上方落語を聴く旅 ~服部の大阪旅行記

月刊「シン・道楽亭コラム」 第6回

8月8日(金)

 大阪唯一の定席寄席が、天満天神繁昌亭です。朝・夜にも会が目白押しですが、昼は東京の寄席同様、365日営業しています。
 この日は夏休みならではの顔付で、路上の大道芸などで世界各国を巡られた笑福亭鶴笑師匠が主任でした。鶴笑師匠と言えば、パペット落語! 手作りのかわいい人形や小道具を手足に装着し、全身を使った落語に子供たちは歓声、大人たちは感嘆の声を上げて拍手を送ります。40分ほどの熱演に、大いに笑いつつも心打たれました。
 もう一人、色物の先生で亜空亜SHIN(アクアシン)さんもご紹介させてください。中国の変面とマジックを披露されたのですが、これがもう見事! ぜひ東京でもその芸を多くの方に知ってほしいと思います。
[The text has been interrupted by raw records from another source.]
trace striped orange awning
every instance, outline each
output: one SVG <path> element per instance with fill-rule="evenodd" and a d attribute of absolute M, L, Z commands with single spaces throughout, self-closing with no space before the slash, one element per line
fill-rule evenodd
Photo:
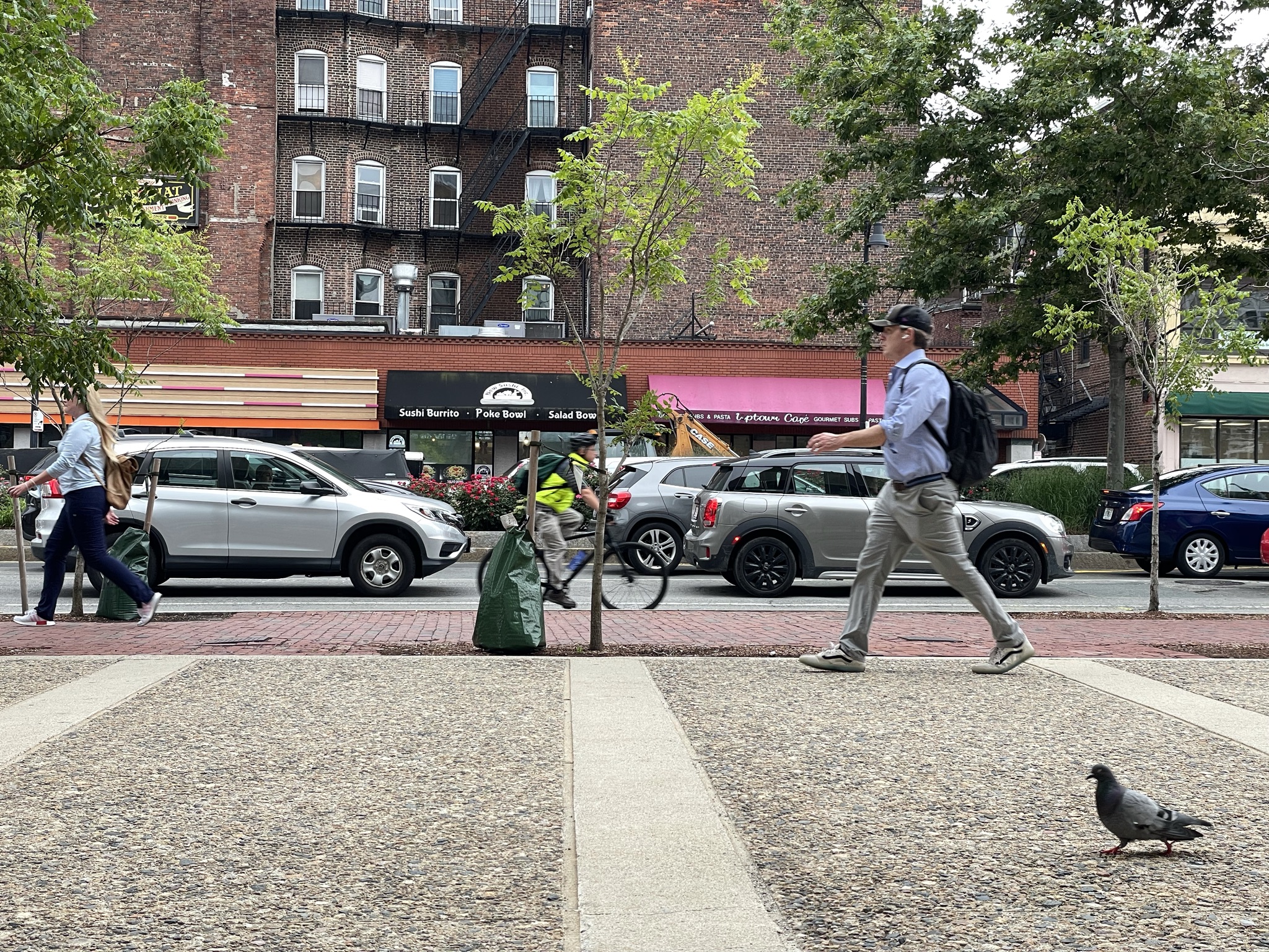
<path fill-rule="evenodd" d="M 155 364 L 127 392 L 113 380 L 100 392 L 122 426 L 378 429 L 374 369 Z M 57 415 L 47 395 L 39 409 Z M 29 420 L 27 380 L 0 367 L 0 421 Z"/>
 開場前には、鶴笑師匠自ら客寄せをされていました。こうしたケースはさすがに珍しいものの、上方の師匠方は大御所でも終演後にお見送りしてくださるケースが大変多いです。気軽にお声掛けもできるのも、大阪らしくて好きです。
 最近の鶴笑師匠は、少し足を悪くされているようですが、それでも「困難なことがエネルギーになる」(師匠のXより引用)と、精力的に活躍されており、頭が下がります。